Ten months after Pabst Brewing Company terminated agreements with three Washington wholesalers, an arbitrator has determined that Columbia Distributing — which was awarded the distribution rights to several Pabst brands last February — owes a combined $21.2 million to The Odom Corporation, Craig Stein Beverage, and Marine View Beverage.

A federal judge determined last May that Pabst had breached its contracts with the three wholesalers and separate wrongful termination lawsuits filed against the beer supplier, which seek additional monetary damages, are scheduled to go to trial in December 2018.

Nevertheless, according to Washington franchise law, successor wholesalers “must compensate the terminated distributor for the fair market value of the terminated distributor’s rights to distribute the brand.”

On December 29, 2017, Peggy Rasmussen, who was appointed by the American Arbitration Association to determine the fair market value of the distribution rights, concluded that Marine View Beverage and The Odom Corporation were each owed more than $8 million for the loss of the Pabst business.
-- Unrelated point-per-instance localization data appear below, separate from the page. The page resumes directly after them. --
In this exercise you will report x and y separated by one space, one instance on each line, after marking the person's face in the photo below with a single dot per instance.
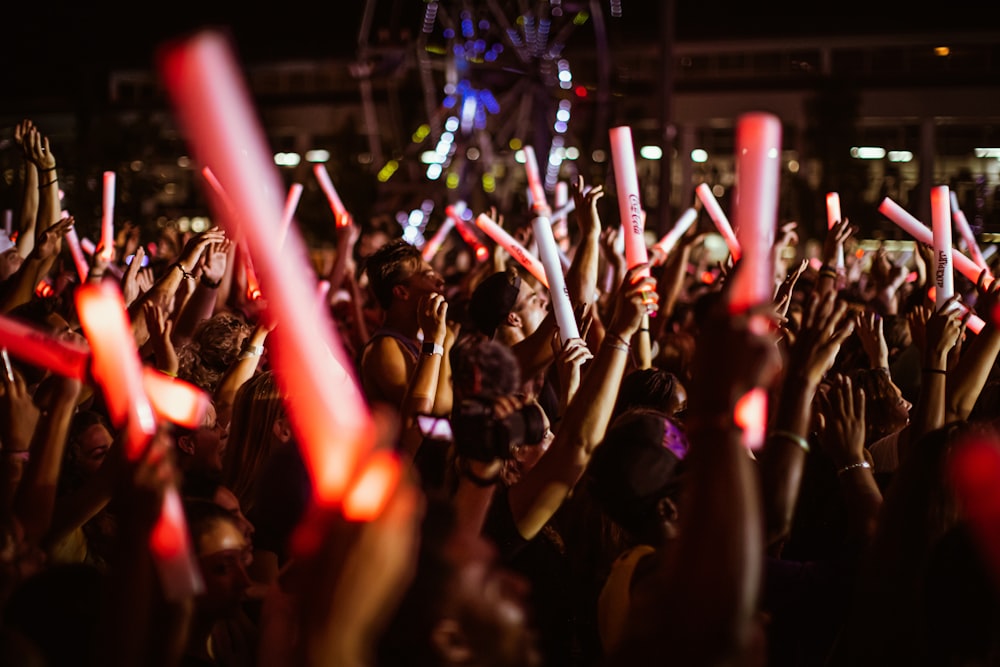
228 501
93 444
224 555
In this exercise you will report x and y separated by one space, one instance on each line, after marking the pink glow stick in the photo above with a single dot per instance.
920 233
118 370
340 213
758 170
291 203
944 274
331 419
431 247
539 203
627 185
962 225
82 267
510 244
669 240
175 400
832 218
42 349
108 218
704 193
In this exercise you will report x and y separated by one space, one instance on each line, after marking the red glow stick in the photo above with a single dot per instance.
832 218
175 400
510 244
539 204
82 267
431 247
919 232
108 218
42 349
962 225
704 193
944 275
291 203
340 213
627 185
330 419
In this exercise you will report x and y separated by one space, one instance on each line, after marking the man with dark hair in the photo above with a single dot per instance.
402 282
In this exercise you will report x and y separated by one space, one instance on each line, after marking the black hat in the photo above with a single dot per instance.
492 301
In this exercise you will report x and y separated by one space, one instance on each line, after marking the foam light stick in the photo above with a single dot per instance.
962 225
832 218
704 193
340 213
82 267
40 348
291 203
431 247
108 218
920 233
118 371
331 420
510 244
758 170
669 240
944 274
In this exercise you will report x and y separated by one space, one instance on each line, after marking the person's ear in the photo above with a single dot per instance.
449 640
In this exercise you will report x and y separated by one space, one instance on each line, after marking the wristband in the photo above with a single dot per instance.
430 348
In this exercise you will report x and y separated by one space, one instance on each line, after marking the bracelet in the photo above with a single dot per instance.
854 466
792 437
431 348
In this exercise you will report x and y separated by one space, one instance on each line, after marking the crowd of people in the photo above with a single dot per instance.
584 501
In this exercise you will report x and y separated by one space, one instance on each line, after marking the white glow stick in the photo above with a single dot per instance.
431 247
328 412
291 203
919 232
704 193
758 170
944 275
510 244
108 217
832 218
340 213
669 240
82 267
629 206
962 225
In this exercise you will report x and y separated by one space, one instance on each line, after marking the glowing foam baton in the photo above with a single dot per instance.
510 244
118 371
962 225
920 233
704 193
944 274
548 252
758 169
832 218
331 420
669 240
340 213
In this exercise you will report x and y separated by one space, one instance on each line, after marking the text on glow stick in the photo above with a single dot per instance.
921 233
510 244
944 277
627 185
108 217
715 212
339 212
962 224
334 428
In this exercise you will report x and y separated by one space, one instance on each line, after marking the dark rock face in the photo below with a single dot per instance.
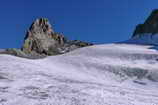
150 26
41 40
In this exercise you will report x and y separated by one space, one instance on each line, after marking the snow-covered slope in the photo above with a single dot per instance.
110 74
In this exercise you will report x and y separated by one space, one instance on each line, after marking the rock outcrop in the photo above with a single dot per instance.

Craig Stein Beverage is also owed more than $4.5 million.

In an email to Brewbound, Gavin Skok, a partner with Fox Rothschild LLP who represented the terminated wholesalers, called the arbitrator’s decision a “major victory” for his clients.

“The Arbitrator’s award affirms that when valuable brands are taken away from distributors involuntarily and without cause, distributors can protect themselves and seek appropriate compensation,” he wrote, noting that the three wholesalers were awarded fair market value after being forced to give up the rights to the Pabst, Rainier, Olympia, Small Town and Tsingtao beer brands.

He added that Rasmussen used a discounted cash flow methodology to determine the fair market value of the lost business.

Reached by phone, Skok said the multiples for the brands – which ranged between 1.84x for Marine View’s slice of the Tsingtao business, and 8.11x for Craig Stein’s portion of the Olympia beer business – were higher than what many industry observers might expect.

“The truth is that these three brands (Pabst, Olympia, and Rainier) are hot brands in Washington,” he said, noting that his firm argued for greater compensation for the Rainier and Olympia products because of their cache within the region.

The decision could have additional implications for beer companies looking to terminate contracts with wholesalers in Washington as well as other states.

“This shows that franchise protection laws are still important and do have quite a bit of force,” Skok told Brewbound. “It will probably make brewers think twice about transferring brands if they have existing distribution agreements.”

Skok, who admitted that Washington’s franchise protections made it easier for the three wholesalers to make a case for fair market value compensation from Columbia Distributing, added that the methodology used to determine the multiples could impact how future multiples are calculated in distributor termination cases.

“One of the great things about these statutes is that it gives protection to distributors in the case of an involuntary sale,” he said. “If we didn’t have that state statute that says we also get to recover damages from Columbia, we likely would have just been focusing on Pabst.”